Kathryn Grody, Mark Blum

Kathryn Grody, Mark Blum

Diane Davis

Diane Davis

Diane Davis, Mark Blum

Diane Davis, Mark Blum

 

 

By: Sandi Durell

 

 

 

 

After living in Brooklyn for 18 years, Lola  (Kathryn Grody) and Max (Mark Blum) finally get to escape to retirement in Florida – to a condo not quite ready – arriving in the middle of the night instead to spend a couple of days in a model studio (where everything is just pasted down, fake, an empty box for a TV, a frig that doesn’t work).

 

This is just the beginning of Primary Stages’ production of Donald Marguilies’ remarkable dark comedy that quickly weaves its way from opening with light comic touches to the realities of what it’s like to keep running away from yourself,  your past, your dreams, your own individual torture. Marguilies’ other recent prominent plays include “Time Stands Still” and “Dinner With Friends.”

 

Lola and Max are holocaust survivors, they speak with accents and occasionally in German & Yiddish.  Yes, they escaped (not only from a concentration camp), but continue in their attempts to escape from a mentally disturbed daughter who is ungainly obese, Debby (Diane Davis), who follows them to Florida.  She is uncontrollable (having stopped taking her meds) as she rants, screams and taunts her father, groveling in a box of Sugar Oats cereal, stuffing herself incessantly.  Her homeless teenage boyfriend Neil (Hubert Point-du Jour) follows, also mentally handicapped, pulling up items that are pasted down around the apartment as he laughs.

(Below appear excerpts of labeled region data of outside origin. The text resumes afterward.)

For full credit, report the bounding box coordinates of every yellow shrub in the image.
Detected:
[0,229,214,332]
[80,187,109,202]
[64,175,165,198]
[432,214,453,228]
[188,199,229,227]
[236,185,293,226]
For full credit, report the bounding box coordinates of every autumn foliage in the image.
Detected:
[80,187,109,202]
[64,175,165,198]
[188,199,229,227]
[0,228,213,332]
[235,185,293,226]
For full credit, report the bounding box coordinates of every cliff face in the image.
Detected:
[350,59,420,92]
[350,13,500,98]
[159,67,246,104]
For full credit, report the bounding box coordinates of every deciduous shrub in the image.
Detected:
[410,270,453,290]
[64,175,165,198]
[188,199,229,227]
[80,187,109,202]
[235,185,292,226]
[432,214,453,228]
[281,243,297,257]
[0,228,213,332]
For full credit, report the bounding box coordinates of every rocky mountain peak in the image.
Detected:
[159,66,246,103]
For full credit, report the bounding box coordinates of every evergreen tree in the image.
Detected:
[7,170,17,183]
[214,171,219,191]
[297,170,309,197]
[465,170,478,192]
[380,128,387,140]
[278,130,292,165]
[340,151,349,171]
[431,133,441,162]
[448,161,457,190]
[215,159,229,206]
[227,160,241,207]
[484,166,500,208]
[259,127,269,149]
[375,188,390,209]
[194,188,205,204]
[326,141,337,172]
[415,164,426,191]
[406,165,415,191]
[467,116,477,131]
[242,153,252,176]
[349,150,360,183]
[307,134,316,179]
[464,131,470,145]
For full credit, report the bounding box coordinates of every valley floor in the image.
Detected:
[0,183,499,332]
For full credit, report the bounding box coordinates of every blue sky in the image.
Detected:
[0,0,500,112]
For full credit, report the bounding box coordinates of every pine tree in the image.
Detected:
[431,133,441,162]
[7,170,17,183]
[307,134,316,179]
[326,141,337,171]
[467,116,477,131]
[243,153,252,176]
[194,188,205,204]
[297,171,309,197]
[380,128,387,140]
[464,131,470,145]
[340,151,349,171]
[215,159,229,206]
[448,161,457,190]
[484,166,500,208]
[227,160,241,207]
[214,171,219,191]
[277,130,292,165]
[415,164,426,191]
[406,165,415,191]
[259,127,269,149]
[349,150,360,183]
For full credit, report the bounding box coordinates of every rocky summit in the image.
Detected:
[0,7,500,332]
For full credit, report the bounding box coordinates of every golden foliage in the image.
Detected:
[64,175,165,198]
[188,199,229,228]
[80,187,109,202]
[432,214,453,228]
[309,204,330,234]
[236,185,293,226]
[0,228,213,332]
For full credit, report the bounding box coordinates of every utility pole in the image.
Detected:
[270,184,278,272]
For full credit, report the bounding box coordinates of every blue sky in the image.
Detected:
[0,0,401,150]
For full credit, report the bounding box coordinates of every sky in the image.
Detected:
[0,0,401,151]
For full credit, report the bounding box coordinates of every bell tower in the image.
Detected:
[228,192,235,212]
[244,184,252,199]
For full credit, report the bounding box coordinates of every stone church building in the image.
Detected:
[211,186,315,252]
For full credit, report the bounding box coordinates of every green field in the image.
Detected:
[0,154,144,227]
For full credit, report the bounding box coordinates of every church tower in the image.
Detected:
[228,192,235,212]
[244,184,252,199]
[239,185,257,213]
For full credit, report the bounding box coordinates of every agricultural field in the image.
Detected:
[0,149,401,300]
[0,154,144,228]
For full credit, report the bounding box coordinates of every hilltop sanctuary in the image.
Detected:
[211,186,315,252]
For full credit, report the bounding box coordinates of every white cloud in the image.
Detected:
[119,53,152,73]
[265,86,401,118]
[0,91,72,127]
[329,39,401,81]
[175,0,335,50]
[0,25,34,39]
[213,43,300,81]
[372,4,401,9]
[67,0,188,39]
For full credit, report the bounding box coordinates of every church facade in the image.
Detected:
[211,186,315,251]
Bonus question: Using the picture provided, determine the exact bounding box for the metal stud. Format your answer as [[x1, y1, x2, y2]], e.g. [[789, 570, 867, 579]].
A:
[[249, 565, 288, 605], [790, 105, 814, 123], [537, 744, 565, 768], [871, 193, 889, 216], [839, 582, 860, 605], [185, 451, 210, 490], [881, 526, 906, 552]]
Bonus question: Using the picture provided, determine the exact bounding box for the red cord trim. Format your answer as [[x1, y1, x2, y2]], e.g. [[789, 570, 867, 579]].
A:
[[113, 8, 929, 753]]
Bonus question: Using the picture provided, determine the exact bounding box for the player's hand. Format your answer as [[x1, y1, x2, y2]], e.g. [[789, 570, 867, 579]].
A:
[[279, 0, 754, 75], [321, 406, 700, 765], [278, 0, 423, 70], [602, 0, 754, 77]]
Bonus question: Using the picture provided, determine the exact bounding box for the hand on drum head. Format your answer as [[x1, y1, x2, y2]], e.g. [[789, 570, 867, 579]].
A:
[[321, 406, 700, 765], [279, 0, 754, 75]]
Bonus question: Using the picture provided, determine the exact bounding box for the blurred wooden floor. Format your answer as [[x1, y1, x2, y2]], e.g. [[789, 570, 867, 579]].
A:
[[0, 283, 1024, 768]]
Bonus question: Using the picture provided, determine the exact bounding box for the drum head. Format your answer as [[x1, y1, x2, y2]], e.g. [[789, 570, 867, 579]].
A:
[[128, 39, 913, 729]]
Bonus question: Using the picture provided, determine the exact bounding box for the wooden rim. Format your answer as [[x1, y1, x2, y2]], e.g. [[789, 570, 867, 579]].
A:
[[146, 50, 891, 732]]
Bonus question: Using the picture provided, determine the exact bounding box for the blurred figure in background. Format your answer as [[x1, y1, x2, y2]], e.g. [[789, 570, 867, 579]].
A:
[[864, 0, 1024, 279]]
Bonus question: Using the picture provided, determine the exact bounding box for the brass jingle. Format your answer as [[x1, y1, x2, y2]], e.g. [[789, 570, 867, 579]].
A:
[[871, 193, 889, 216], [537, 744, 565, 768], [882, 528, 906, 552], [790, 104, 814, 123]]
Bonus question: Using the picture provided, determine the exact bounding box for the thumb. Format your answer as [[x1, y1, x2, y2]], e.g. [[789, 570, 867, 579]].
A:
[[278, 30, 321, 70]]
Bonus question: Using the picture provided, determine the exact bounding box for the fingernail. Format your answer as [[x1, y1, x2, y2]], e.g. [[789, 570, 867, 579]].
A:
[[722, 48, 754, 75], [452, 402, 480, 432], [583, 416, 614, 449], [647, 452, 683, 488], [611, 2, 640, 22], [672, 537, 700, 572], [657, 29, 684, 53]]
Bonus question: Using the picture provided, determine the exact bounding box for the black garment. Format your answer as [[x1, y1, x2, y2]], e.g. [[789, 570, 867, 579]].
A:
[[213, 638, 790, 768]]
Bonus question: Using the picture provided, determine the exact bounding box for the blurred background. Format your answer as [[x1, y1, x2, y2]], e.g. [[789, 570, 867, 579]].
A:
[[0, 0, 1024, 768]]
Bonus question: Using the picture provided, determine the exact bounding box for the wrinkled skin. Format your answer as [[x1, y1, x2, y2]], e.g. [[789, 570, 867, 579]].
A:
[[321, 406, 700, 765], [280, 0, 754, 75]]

The two rush into the bathroom to have sex as Lola and Max are left to listen.

 

Max sleeps, he dreams of their child, Deborah, who died in the camp – imagining her grown, beautiful, perfect – desperately missing what she might have been.

 

Davis is in and out of her fat suit several times to enact the dual roles as Debby and Deborah and is brilliant as she captures each, especially the horrors of mental illness. Grody and Blum embody the feeling of a couple beaten down by life’s circumstances.

 

Evan Cabnet’s direction is flawless.  The scenic design of an 80s style Florida condo comes to life in every detail (wicker furniture and all) in Lauren Helpern’s hands, aided by Ketih Parham’s wonderful lighting.